The president of the Pontifical Council for Justice and Peace suggested that the Pope’s third encyclical could be published as early as the beginning of next year, implying it will be released in the midst of the ongoing global economic crisis.

The Holy Father’s message for the Jan. 1 World Day of Peace is titled “Fighting Poverty to Build Peace.”

According to the cardinal, some points from this message will be further developed in the encyclical, which he previously indicated could be called “Caritas in Veritate” (Charity in Truth).

In offering a synthesis of the papal message, Cardinal Martino said one of the most interesting themes was the originality in his approach to globalization.

The text “returns to and develops the message of John Paul II for the World Day of Peace 1993, which explained the reciprocal connections and conditions existing between poverty and peace,” the cardinal noted.

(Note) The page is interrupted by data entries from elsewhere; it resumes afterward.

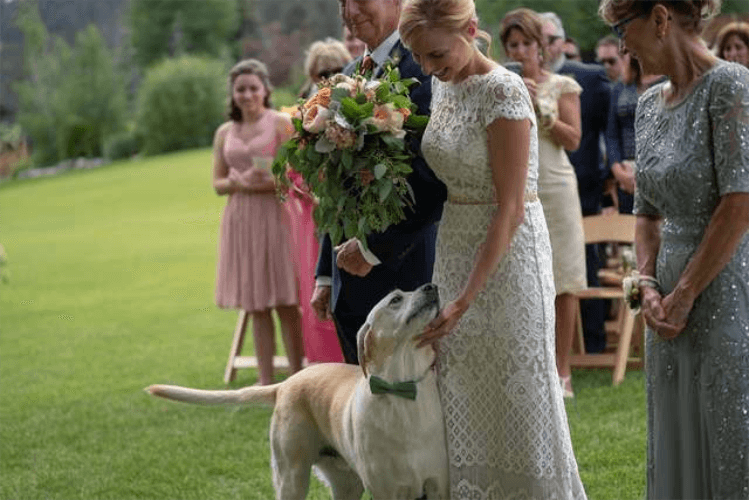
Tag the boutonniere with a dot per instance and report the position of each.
(396, 56)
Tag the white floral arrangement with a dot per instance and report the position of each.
(631, 287)
(351, 149)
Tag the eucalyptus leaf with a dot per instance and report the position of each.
(385, 189)
(323, 145)
(380, 171)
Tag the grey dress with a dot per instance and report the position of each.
(688, 155)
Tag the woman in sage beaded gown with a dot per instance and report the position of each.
(692, 207)
(506, 425)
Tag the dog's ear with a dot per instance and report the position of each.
(362, 345)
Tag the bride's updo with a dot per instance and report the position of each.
(451, 15)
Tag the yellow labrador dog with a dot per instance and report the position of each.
(378, 427)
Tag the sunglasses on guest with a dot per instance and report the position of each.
(327, 73)
(607, 61)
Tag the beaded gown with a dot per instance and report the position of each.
(505, 419)
(689, 154)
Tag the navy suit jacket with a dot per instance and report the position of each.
(406, 250)
(594, 108)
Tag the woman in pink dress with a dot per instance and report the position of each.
(321, 343)
(256, 271)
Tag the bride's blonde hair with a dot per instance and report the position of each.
(451, 15)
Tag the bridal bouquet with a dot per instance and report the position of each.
(349, 147)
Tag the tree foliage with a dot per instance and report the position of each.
(72, 98)
(181, 102)
(162, 28)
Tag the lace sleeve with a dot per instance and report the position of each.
(569, 86)
(729, 112)
(505, 96)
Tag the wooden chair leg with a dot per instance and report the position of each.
(622, 349)
(236, 347)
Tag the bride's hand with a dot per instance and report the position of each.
(443, 324)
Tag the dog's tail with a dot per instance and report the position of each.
(263, 394)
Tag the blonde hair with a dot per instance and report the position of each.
(451, 15)
(691, 14)
(739, 29)
(324, 56)
(526, 21)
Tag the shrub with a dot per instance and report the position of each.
(73, 97)
(122, 145)
(181, 102)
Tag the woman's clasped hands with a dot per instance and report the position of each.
(666, 315)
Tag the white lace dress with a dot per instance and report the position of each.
(507, 429)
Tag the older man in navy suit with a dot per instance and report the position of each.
(350, 280)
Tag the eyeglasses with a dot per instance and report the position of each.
(607, 61)
(621, 27)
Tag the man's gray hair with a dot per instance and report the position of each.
(554, 18)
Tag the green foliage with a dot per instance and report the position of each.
(356, 160)
(123, 145)
(73, 98)
(162, 28)
(181, 102)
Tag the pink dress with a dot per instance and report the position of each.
(256, 269)
(321, 343)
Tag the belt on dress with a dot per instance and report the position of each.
(529, 197)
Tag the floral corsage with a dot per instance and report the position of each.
(631, 286)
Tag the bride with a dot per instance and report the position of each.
(507, 428)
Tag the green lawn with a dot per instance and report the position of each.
(111, 275)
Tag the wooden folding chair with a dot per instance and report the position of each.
(624, 331)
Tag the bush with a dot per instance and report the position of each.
(73, 97)
(122, 145)
(181, 102)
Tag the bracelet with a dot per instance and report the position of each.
(631, 287)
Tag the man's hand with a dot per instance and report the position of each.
(320, 302)
(351, 260)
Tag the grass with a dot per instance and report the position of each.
(111, 275)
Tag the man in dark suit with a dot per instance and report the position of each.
(350, 280)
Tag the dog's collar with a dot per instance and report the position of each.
(406, 390)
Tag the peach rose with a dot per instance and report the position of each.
(315, 119)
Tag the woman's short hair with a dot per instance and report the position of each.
(451, 15)
(248, 67)
(735, 28)
(326, 58)
(526, 21)
(692, 14)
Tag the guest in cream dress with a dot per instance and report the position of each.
(556, 101)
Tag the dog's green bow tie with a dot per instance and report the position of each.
(405, 390)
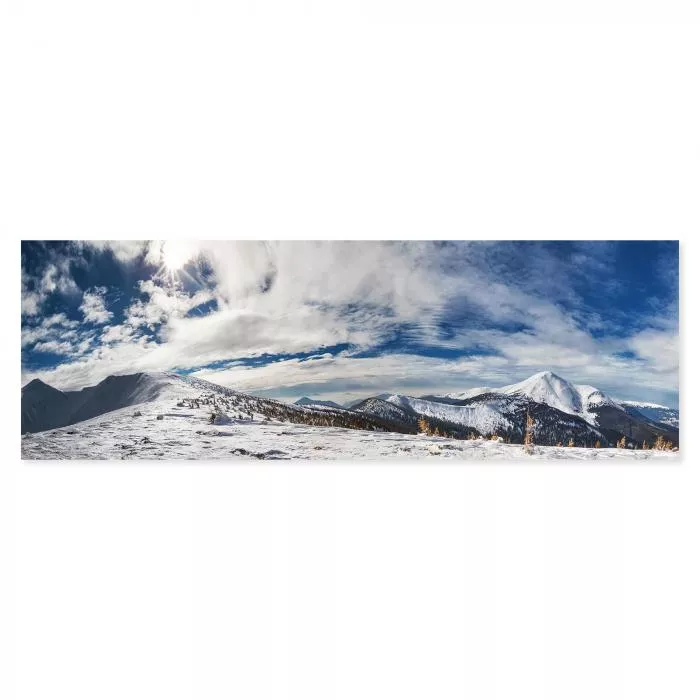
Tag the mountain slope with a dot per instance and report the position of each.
(611, 417)
(306, 401)
(487, 414)
(654, 412)
(46, 408)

Benedict XVI “shows us how peace and the fight against poverty intersect: a given that constitutes one of the most stimulating assumptions, giving a proper cultural, social and political focus to the complex themes tied to the achievement of peace in our day, which is characterized by the phenomenon of globalization,” he added.

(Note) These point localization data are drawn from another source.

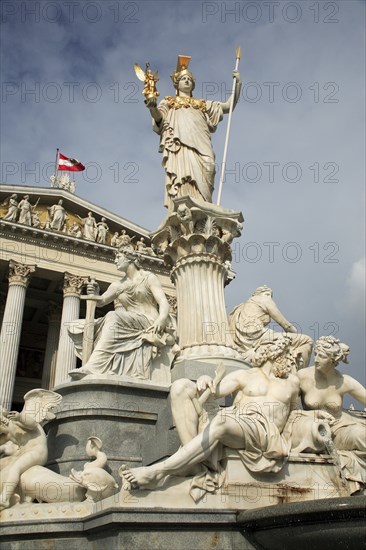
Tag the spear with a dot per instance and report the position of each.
(223, 166)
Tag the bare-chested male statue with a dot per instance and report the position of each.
(263, 398)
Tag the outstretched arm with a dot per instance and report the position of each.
(151, 104)
(229, 384)
(277, 316)
(355, 389)
(106, 298)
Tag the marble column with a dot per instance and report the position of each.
(196, 240)
(19, 276)
(66, 358)
(2, 306)
(53, 335)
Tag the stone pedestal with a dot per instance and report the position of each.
(122, 413)
(196, 241)
(66, 358)
(19, 275)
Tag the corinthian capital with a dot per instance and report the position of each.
(19, 274)
(73, 284)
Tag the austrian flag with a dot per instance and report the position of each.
(72, 165)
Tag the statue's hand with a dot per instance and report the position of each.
(236, 75)
(323, 415)
(204, 382)
(14, 415)
(93, 288)
(157, 327)
(151, 103)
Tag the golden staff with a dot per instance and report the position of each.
(223, 166)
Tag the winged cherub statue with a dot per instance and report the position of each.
(23, 442)
(149, 79)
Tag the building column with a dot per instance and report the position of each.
(66, 358)
(53, 335)
(19, 276)
(2, 306)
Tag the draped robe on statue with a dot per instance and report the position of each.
(185, 142)
(122, 345)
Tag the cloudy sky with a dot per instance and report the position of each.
(297, 147)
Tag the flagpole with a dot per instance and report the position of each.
(238, 55)
(56, 165)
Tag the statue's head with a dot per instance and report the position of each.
(278, 353)
(263, 290)
(127, 255)
(183, 75)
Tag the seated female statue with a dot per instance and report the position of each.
(124, 339)
(322, 388)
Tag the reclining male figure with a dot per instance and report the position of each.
(263, 398)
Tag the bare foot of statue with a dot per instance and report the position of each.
(78, 374)
(144, 477)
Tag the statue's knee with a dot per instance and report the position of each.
(181, 388)
(218, 426)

The Vatican official said the Pope above all takes into consideration “the role of the social sciences to measure the phenomenon of poverty,” which provide data measuring the material reality of poverty.

However, Cardinal Martino explained, poverty is more than a material phenomenon.

“In advanced wealthy societies, the phenomenon of affective, moral and spiritual poverty is widespread: Many persons feel marginalized and live with various forms of malaise despite their economic prosperity,” he said. “This is what is known as ‘moral underdevelopment.'”

The message, the cardinal concluded “establishes two parts in the theme of the fight against poverty” — the first deals with the moral implications ties to poverty and the second with the need for greater solidarity in the fight against this global problem.